Describe the solution you'd like For FODs, Nix should check if the resulting store path already exists before evaluating other attrs.

Describe alternatives you've considered None.

Additional context I have noticed that evaluating nixos tests take a lot of time. On my machine an average test takes a good 10 seconds to evaluate. I am using nixos tests to generate build artifacts but those dont change, once produce. Therefore I wanted to fixate them with a FOD. But I noticed, that I still had to pay the price for the evaluation, even though the result already existed.

Priorities

Add :+1: to issues you find important.

roberth commented 1 year ago

nixos tests

You may be interested in https://github.com/NixOS/nixpkgs/blob/974a26cc2be5e08fb5c3b9712c4fef76c6fcb9e1/flake.nix#L61-L72 if you have multiple test or multiple nodes that could share the same pkgs attrset. Or perhaps you call Nixpkgs from another part of your expression, in which case you could reuse that. Might still save a second.
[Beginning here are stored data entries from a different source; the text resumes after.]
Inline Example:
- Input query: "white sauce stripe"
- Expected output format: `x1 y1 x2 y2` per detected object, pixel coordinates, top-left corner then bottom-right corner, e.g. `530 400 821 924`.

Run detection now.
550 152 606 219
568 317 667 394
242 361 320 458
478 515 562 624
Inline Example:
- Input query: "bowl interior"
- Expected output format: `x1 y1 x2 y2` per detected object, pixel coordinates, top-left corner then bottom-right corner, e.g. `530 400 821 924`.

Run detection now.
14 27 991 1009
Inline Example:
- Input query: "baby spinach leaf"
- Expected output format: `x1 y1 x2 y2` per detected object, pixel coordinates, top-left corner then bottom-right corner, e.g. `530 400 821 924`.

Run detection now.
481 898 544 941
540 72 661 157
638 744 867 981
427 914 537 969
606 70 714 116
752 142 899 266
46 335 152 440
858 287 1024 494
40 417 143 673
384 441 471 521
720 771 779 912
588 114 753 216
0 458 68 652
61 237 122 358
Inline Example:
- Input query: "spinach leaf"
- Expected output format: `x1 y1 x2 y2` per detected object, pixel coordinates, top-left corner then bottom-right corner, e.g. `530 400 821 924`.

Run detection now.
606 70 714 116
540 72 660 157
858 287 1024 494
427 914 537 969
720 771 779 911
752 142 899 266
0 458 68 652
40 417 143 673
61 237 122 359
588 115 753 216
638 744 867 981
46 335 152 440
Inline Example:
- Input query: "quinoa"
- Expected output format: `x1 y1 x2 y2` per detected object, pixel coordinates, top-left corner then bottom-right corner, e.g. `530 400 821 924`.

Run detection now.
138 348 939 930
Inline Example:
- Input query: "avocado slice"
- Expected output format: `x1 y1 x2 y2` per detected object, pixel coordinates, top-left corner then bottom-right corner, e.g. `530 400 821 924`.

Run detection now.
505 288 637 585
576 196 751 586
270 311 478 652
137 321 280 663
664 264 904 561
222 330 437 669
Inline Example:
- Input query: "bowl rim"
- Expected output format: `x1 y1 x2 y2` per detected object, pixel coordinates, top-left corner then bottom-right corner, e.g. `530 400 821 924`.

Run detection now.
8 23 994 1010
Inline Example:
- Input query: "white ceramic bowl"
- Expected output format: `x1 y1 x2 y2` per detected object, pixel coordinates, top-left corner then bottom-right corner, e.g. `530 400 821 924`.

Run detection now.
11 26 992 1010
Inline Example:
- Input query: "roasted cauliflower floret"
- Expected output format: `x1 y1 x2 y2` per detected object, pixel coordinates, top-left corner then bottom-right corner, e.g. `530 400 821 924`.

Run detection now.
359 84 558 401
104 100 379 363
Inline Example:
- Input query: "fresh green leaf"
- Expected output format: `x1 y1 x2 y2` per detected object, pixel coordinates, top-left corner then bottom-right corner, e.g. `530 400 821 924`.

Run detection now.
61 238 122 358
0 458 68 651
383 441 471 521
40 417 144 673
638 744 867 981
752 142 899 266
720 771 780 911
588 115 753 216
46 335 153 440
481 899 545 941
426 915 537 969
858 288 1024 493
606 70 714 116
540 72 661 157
Another suggestion is the runInLinuxVM which transforms a derivation by wrapping the "builder" in qemu. This is simpler and runs quicker. I would think that it also evaluates quicker.


Now as for your proposal, I see that it could work, but it would also degrade the repeatability of the FOD. Not running an FOD (when already realised) runs the risk that its builder breaks for external reasons, or even changes to dependencies. This is a risk we normally accept, but we do evaluate such dependencies, which gives us a small guarantee that at least the dependencies' expressions aren't broken. By implementing this optimization, we lose that guarantee. Normally, FODs are not particularly heavy on evaluation, consuming only a few dependencies such as curl and git, whose closures (values) are usually already needed for other things as well. So I don't think it's the right trade-off for typical fetchers, but perhaps an opt-in optimization is worth considering. We could recommend invalidateFetcherByDrvHash for testing such fetchers in CI.

nagy commented 1 year ago

First, thanks for your suggestions. I will try them out.
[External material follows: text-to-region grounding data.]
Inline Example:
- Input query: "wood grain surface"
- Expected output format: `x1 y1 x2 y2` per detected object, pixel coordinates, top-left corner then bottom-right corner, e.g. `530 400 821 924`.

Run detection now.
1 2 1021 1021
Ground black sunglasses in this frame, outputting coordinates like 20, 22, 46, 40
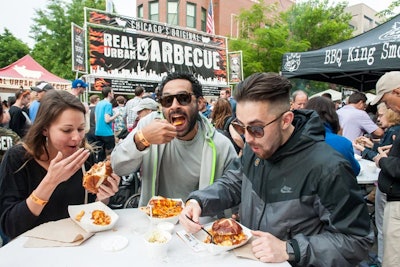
159, 92, 194, 108
231, 110, 288, 138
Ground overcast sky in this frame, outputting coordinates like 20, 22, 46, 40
0, 0, 396, 48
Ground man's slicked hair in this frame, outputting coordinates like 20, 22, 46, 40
234, 72, 292, 111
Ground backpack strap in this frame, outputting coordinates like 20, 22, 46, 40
223, 116, 235, 131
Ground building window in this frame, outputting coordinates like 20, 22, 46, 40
168, 0, 179, 26
137, 4, 143, 18
363, 15, 373, 32
201, 8, 206, 32
186, 2, 196, 29
149, 1, 159, 22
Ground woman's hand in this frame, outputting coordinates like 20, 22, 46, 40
96, 173, 121, 202
45, 148, 90, 187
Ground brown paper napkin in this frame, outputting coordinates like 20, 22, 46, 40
23, 218, 94, 247
233, 236, 259, 261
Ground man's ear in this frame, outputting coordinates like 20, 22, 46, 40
392, 88, 400, 96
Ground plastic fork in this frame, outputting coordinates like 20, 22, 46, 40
185, 215, 215, 244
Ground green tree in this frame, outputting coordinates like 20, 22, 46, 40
282, 0, 353, 50
30, 0, 105, 80
379, 0, 400, 18
0, 29, 30, 68
230, 0, 353, 93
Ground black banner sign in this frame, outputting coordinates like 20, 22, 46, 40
71, 23, 86, 73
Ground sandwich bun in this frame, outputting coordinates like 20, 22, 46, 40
212, 218, 242, 236
82, 160, 112, 194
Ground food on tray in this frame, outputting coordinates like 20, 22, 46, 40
142, 196, 183, 218
204, 218, 248, 246
75, 210, 85, 222
91, 210, 111, 225
83, 160, 112, 194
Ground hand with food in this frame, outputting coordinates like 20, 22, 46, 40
179, 199, 203, 233
134, 119, 177, 149
251, 231, 289, 263
82, 160, 121, 201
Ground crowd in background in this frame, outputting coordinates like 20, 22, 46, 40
1, 72, 400, 267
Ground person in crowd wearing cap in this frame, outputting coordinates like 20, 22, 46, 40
29, 81, 54, 122
371, 71, 400, 267
111, 72, 237, 207
9, 89, 32, 138
125, 86, 145, 132
71, 79, 88, 97
132, 97, 159, 123
337, 91, 384, 154
179, 72, 373, 267
95, 87, 119, 161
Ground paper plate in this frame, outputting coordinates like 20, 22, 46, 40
139, 196, 184, 224
101, 235, 129, 252
192, 221, 252, 255
68, 201, 119, 233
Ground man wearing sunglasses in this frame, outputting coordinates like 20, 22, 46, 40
110, 72, 237, 207
180, 72, 373, 266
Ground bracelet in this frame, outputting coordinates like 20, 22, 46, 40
136, 130, 150, 147
29, 191, 48, 206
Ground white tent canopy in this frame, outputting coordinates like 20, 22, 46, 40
310, 89, 342, 102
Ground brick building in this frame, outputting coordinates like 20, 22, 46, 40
136, 0, 294, 37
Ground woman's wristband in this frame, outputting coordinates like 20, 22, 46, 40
29, 191, 48, 206
136, 130, 150, 147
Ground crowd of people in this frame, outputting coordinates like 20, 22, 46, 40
1, 71, 400, 267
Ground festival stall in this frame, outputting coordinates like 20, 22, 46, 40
0, 54, 70, 94
281, 14, 400, 91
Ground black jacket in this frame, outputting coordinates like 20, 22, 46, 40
378, 136, 400, 201
189, 109, 373, 267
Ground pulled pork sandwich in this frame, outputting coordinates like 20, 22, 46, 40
205, 218, 248, 246
82, 160, 112, 194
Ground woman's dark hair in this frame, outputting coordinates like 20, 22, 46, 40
211, 98, 232, 129
305, 96, 340, 133
158, 72, 203, 98
24, 90, 87, 160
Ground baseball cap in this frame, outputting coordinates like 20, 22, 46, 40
371, 71, 400, 105
131, 98, 159, 114
31, 81, 54, 92
72, 79, 88, 89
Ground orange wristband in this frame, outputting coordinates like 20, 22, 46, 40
30, 192, 48, 206
136, 130, 150, 147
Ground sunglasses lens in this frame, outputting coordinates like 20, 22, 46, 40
160, 95, 174, 107
231, 122, 245, 135
176, 94, 191, 105
248, 126, 264, 138
160, 93, 192, 107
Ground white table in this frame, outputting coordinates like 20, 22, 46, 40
0, 209, 290, 267
357, 158, 380, 184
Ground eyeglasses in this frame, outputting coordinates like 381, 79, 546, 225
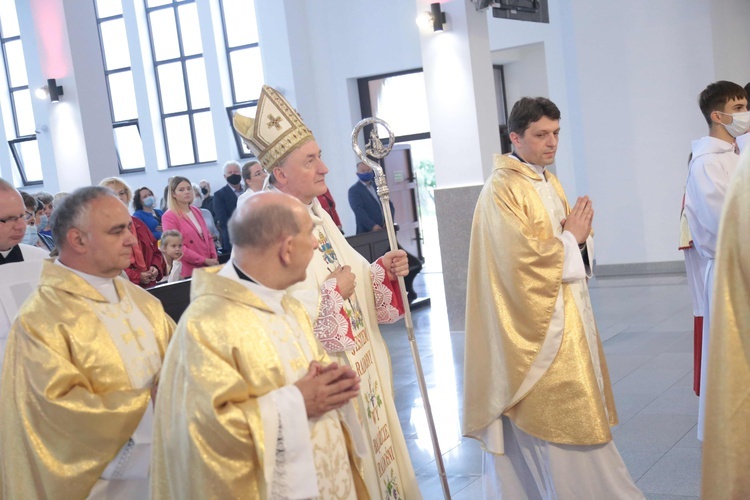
0, 213, 27, 224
I would agree, that the FODs in nixpkgs are quite light and therefore quick to evaluate. But in out of tree use cases, for example in data forensics, I could see this ability to have nix build a file, that is byte to byte reproducible, of which you also want to preserve its hash in version control, to be very useful. There, the evaluations could take longer.
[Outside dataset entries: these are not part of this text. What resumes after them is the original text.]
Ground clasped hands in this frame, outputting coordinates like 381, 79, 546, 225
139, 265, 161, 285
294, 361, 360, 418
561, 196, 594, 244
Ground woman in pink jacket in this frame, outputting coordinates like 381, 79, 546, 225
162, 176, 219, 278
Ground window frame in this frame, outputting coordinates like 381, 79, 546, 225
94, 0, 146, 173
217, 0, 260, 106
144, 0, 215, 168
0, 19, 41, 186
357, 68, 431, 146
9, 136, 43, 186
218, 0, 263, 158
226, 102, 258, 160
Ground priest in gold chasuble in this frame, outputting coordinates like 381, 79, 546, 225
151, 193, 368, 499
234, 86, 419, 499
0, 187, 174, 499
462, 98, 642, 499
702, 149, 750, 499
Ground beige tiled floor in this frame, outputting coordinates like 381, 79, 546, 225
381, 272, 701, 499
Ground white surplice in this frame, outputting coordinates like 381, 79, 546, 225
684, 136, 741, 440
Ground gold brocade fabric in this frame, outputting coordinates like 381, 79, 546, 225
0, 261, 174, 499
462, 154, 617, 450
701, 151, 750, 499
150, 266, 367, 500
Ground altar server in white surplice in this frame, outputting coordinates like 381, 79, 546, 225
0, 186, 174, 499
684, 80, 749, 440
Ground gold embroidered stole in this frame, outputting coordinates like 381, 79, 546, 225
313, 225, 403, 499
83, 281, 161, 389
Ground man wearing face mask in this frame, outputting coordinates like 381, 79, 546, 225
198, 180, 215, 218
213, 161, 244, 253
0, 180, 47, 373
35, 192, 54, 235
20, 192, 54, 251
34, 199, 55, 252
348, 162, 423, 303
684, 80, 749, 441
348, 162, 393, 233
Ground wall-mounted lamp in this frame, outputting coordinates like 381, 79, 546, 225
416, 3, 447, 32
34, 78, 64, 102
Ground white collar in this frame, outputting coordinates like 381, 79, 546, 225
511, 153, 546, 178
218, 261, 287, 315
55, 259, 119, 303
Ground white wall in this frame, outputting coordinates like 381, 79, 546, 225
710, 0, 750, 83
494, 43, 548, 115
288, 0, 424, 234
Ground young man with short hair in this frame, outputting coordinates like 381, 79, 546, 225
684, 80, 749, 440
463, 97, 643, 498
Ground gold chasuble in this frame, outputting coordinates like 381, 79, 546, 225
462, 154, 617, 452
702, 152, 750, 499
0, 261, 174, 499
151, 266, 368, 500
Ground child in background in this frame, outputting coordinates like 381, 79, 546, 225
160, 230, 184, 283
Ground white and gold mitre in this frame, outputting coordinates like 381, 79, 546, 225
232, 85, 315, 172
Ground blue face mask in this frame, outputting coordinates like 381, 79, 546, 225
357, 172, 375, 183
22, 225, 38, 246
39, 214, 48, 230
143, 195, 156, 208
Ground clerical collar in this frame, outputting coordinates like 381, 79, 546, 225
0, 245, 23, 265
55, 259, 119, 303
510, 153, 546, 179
It seems like, the potential breakage, that you are worried about could be identified by something like a cronjob. If we introduce an option into nix.conf like deep-evaluate-fixed-output as a boolean, then hydra could be configured where this option is set to true and it could notify us of this variant of FOD breakage. This could enable this optimization and would still allow for one-off cli evaluations with --option deep-evaluate-fixed-output true as a cli flag.